Tennessee could lose $60 million of federal highway funding in 2017 over underage DUI law dispute.

DALLAS – Tennessee officials hope to avoid the loss of $60 million of federal highway funding on Oct. 1 after an attempt to strengthen the state's law on underage driving under the influence backfired.

State Attorney General Herbert Slatery and Tennessee's entire 11-member congressional delegation sent separate letters last week to Transportation Secretary Anthony Foxx seeking to keep the federal funds flowing until lawmakers can fix the problem when the General Assembly's 2017 session convenes in January.

The National Highway Traffic Safety Administration said the revised Tennessee DUI law no longer meets the national requirement that motorists younger than 21 face state charges of driving while impaired if they have a blood alcohol content (BAC) of 0.02% or more.

Lawmakers amended the Tennessee law to keep the lower threshold for drivers under 18, but set a BAC of 0.8% for drivers between 18 and 20. The 0.8% limit applies to all drivers over 21.

Failure to comply with the 0.02% standard will result in an 8% cut in federal highway funding, NHTSA said.

Tennessee's new DUI law does not include a 0.02% BAC limit for drivers younger than 21, Slatery conceded. However, he contended that the state would continue to enforce laws that make it illegal for anyone under 21 to possess or consume alcohol.

"Accordingly, Tennessee meets the requirements and is committed to imposing its zero tolerance laws," he said. "The state stands ready to submit a new certificate so that its funding is not diminished."

Tennessee had consistently met the federal requirement that states set a limit of under 0.2% BAC before the DUI law was changed, said NHTSA spokesman Bryan Thomas.

About a third of all road deaths in the U.S. are related to drunk driving, many of them involving underage drinking, he said.

"The new law raising the allowable BAC for 18 to 20 year-old drivers above the federal limit makes the roads more dangerous for everyone and does not comply with the federal zero tolerance law," Thomas said. "If Tennessee is determined to be out of compliance on Oct. 1, the state will forfeit approximately $60 million in federal highway funds."

Tennessee is currently the only state not in compliance with the 0.02% BAC requirement, according to Thomas.

The congressional delegation said in their letter to Foxx that the new DUI law was an effort to curb underage impaired drivers.

"Based upon our review of both the state and federal laws and the purpose behind both laws, it seems that both the state of Tennessee and the federal government have the same objective of penalizing impaired driving and that the common sense thing to do is to resolve this matter promptly," they said. "We hope you will work with Tennessee to find a solution that will allow our state to retain desperately needed highway funds."
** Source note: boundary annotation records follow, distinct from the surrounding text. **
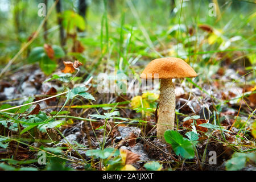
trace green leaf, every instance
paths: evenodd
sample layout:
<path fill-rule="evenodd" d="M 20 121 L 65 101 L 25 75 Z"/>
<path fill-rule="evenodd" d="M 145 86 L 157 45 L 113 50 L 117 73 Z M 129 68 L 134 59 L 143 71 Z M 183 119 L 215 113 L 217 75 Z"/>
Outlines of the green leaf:
<path fill-rule="evenodd" d="M 39 123 L 44 122 L 49 117 L 46 115 L 45 113 L 40 111 L 38 114 L 32 114 L 27 116 L 28 119 L 26 119 L 26 122 L 28 123 Z"/>
<path fill-rule="evenodd" d="M 220 129 L 221 129 L 220 126 L 212 125 L 212 124 L 209 123 L 203 123 L 203 124 L 199 125 L 199 126 L 204 127 L 206 127 L 206 128 L 208 128 L 208 129 L 217 130 L 220 130 Z M 226 132 L 230 132 L 229 130 L 224 129 L 222 127 L 221 127 L 221 130 L 223 130 L 223 131 L 226 131 Z"/>
<path fill-rule="evenodd" d="M 103 151 L 101 150 L 88 150 L 86 155 L 88 156 L 94 156 L 96 158 L 106 159 L 110 156 L 115 156 L 119 154 L 119 150 L 114 148 L 106 148 Z"/>
<path fill-rule="evenodd" d="M 236 152 L 232 155 L 232 158 L 226 162 L 225 166 L 228 171 L 241 170 L 245 167 L 246 161 L 249 160 L 256 162 L 255 152 Z"/>
<path fill-rule="evenodd" d="M 38 128 L 42 132 L 46 132 L 47 129 L 52 129 L 53 127 L 59 127 L 64 123 L 63 121 L 55 121 L 49 122 L 47 123 L 41 124 L 38 126 Z"/>
<path fill-rule="evenodd" d="M 54 60 L 46 55 L 40 60 L 39 66 L 46 75 L 49 75 L 55 71 L 57 65 Z"/>
<path fill-rule="evenodd" d="M 3 143 L 3 142 L 6 142 L 8 140 L 7 138 L 3 138 L 0 136 L 0 147 L 6 148 L 8 147 L 9 143 Z"/>
<path fill-rule="evenodd" d="M 192 144 L 176 131 L 167 130 L 164 135 L 166 141 L 171 144 L 176 155 L 180 155 L 186 159 L 194 158 L 195 151 Z"/>
<path fill-rule="evenodd" d="M 0 106 L 0 110 L 5 109 L 8 109 L 13 107 L 13 106 L 10 105 L 10 104 L 3 104 Z M 17 110 L 19 110 L 19 109 L 13 109 L 11 110 L 9 110 L 8 112 L 11 113 L 15 113 Z"/>
<path fill-rule="evenodd" d="M 73 30 L 78 27 L 81 30 L 85 29 L 85 23 L 84 18 L 73 11 L 65 11 L 62 15 L 63 24 L 64 28 Z"/>
<path fill-rule="evenodd" d="M 90 117 L 96 118 L 97 119 L 118 119 L 120 120 L 127 120 L 126 118 L 121 118 L 121 117 L 112 117 L 112 116 L 113 115 L 119 115 L 119 113 L 118 111 L 115 111 L 112 113 L 104 113 L 104 115 L 100 115 L 100 114 L 89 114 Z"/>
<path fill-rule="evenodd" d="M 37 47 L 33 48 L 28 57 L 29 63 L 40 61 L 43 57 L 47 56 L 43 47 Z"/>
<path fill-rule="evenodd" d="M 0 169 L 2 169 L 5 171 L 15 171 L 15 168 L 11 166 L 10 165 L 5 164 L 5 163 L 0 163 Z"/>
<path fill-rule="evenodd" d="M 188 136 L 189 141 L 191 141 L 194 146 L 197 144 L 197 140 L 199 139 L 199 135 L 198 134 L 193 131 L 189 131 L 185 134 L 185 135 Z"/>
<path fill-rule="evenodd" d="M 119 111 L 115 111 L 112 113 L 104 113 L 104 115 L 106 116 L 107 118 L 110 118 L 113 115 L 119 115 Z"/>
<path fill-rule="evenodd" d="M 148 171 L 158 171 L 161 169 L 163 166 L 159 162 L 153 161 L 146 163 L 144 165 L 144 167 Z"/>
<path fill-rule="evenodd" d="M 11 119 L 0 119 L 0 123 L 10 130 L 18 131 L 18 124 Z"/>
<path fill-rule="evenodd" d="M 62 148 L 60 147 L 43 147 L 43 150 L 48 152 L 53 153 L 56 155 L 60 155 L 62 154 Z"/>
<path fill-rule="evenodd" d="M 77 96 L 81 96 L 86 99 L 90 99 L 95 101 L 95 98 L 93 96 L 86 92 L 88 89 L 86 87 L 76 87 L 71 90 L 70 97 L 73 99 Z"/>

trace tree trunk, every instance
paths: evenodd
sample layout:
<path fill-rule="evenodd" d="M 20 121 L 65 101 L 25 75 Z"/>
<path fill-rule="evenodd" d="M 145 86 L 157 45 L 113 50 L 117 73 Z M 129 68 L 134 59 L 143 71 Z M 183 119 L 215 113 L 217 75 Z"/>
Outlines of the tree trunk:
<path fill-rule="evenodd" d="M 55 0 L 56 1 L 56 0 Z M 59 1 L 58 3 L 56 6 L 56 11 L 57 11 L 58 15 L 60 15 L 62 12 L 62 6 L 61 1 Z M 60 26 L 60 42 L 61 47 L 64 47 L 66 44 L 66 41 L 65 39 L 65 32 L 63 28 L 63 26 L 62 24 L 62 18 L 58 16 L 58 24 Z"/>

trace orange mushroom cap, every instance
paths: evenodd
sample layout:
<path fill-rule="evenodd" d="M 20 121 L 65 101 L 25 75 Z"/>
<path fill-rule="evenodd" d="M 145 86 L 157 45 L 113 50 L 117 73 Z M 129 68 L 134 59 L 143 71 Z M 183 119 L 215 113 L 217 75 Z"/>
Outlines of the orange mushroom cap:
<path fill-rule="evenodd" d="M 152 75 L 152 77 L 149 75 Z M 182 59 L 177 57 L 164 57 L 151 61 L 145 68 L 140 77 L 144 79 L 154 79 L 154 74 L 158 78 L 178 78 L 195 77 L 197 76 L 191 67 Z"/>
The DUI measure passed on the House with a 91-2 vote and was adopted unanimously by the 30-member Senate. It was signed into law in April.

Rep. William Lamberth, the chief sponsor of the DUI law, said no objections were raised to it until the FHWSA notification of non-compliance in mid-August.

"Unfortunately, unbeknownst to us, and no one mentioned this during the entire two years this bill was pending, apparently it runs afoul to a federal regulation that we were unaware of," said Lambeth.

Democrats in the General Assembly said the bill slipped through because of a rushed 2016 legislative session with a crowded calendar, but Lambeth disputed that contention.

"This bill was filed 14 months prior to its passage in April of this year. It traveled through five House committees over those 14 months, and was approved six times by an overwhelming bipartisan vote," he said.